In order for an allegorical horror picture to work, it must first be successful as a horror film. “The Monster,” written and directed by Bryan Bertino, is well-intentioned but it is far from an entertaining and exciting submission to the genre. It lacks vitality, joyousness, and creativity that memorable creature-features possess and so sitting through it is not only a bore but also a waste of time. For a movie that is supposed to function on a metaphorical level, the characters are written as though they were ripped right off standard horror fares where they make one stupid decision after another.

The centerpiece of the story, a strained mother-daughter relationship, is not compelling. Kathy (Zoe Kazan) and Lizzy (Ella Ballentine) are on the road late at night during a storm after yet another day of anger and resentment in their home. Kathy loses control of the vehicle when an animal appears out of nowhere. They examine the animal but immediately notice something strange: the corpse has wounds—deep scratch marks—that are highly likely not directly due to the collision. Later, back inside the inoperative car, Kathy and Lizzy notice that the corpse on the road, there merely a few seconds prior, is no longer around.

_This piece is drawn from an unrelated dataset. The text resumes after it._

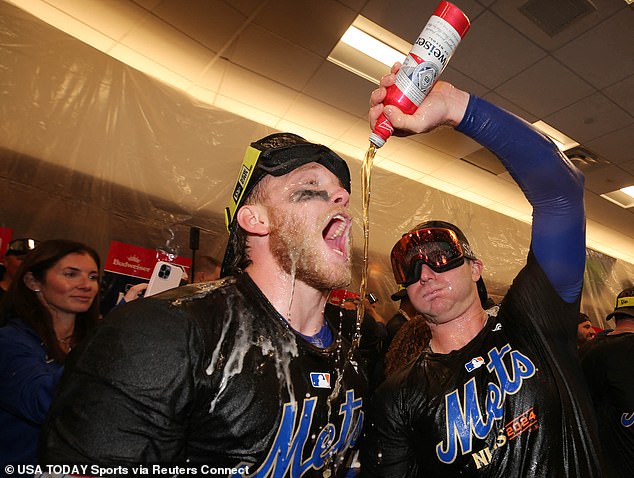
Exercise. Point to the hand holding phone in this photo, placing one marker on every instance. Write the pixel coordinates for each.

Notice that everything in the above description offers no originality. Because it is so standard, so cliché, we wait for a twist or a breath of fresh air amidst the foul stench of recycled elements. A surge of inspiration, whether it be in the form of thrill or suspense, never comes. Instead, we are provided numerous derivative flashbacks that show the abuse Lizzy endures under the care of her drug- and alcohol-addicted mother. We see screaming matches. Lizzy being neglected. Lizzy getting hit across the face. Obviously, the metaphor is the mother being a monster. Kazan plays the character most unconvincingly.

For us to invest fully into the story, at the very least, the central relationship must be convincing. Kathy the abusive mother is thrown out the window altogether the moment the accident occurs. She becomes motherly, significantly warmer, someone one wouldn’t think to be so bad without the hackneyed, ill-placed flashbacks. There is a disconnect between the past and the present Kathy which is partly Kazan’s responsibility to bridge since it is her job to interpret the character. Instead, she employs her usual techniques of a doe-eyed, soft-voiced young woman as if she were in an independent comedy-drama she had gotten accustomed to. I got the impression that she is a one-note performer.

Partly responsible is the writer-director for not having created a character who we come to recognize is extremely flawed yet who still possesses redeeming elements. It goes to show that fusing drama and horror requires a superior ability to understand psychology. Merely showing familiar images of child abuse is not enough; it must go deeper than behavior in order to make a compelling character who we root for later on because it feels natural, not due to the plot forcing us to see yet another behavior that we cannot relate with on any level.

“The Monster” does have an actual monster in it, if you were wondering. Its look is nothing special, but I commend how shadows are utilized to hide it for the majority of the film. When shown full-bodied, however, it looks like someone wearing a bulky rubber costume.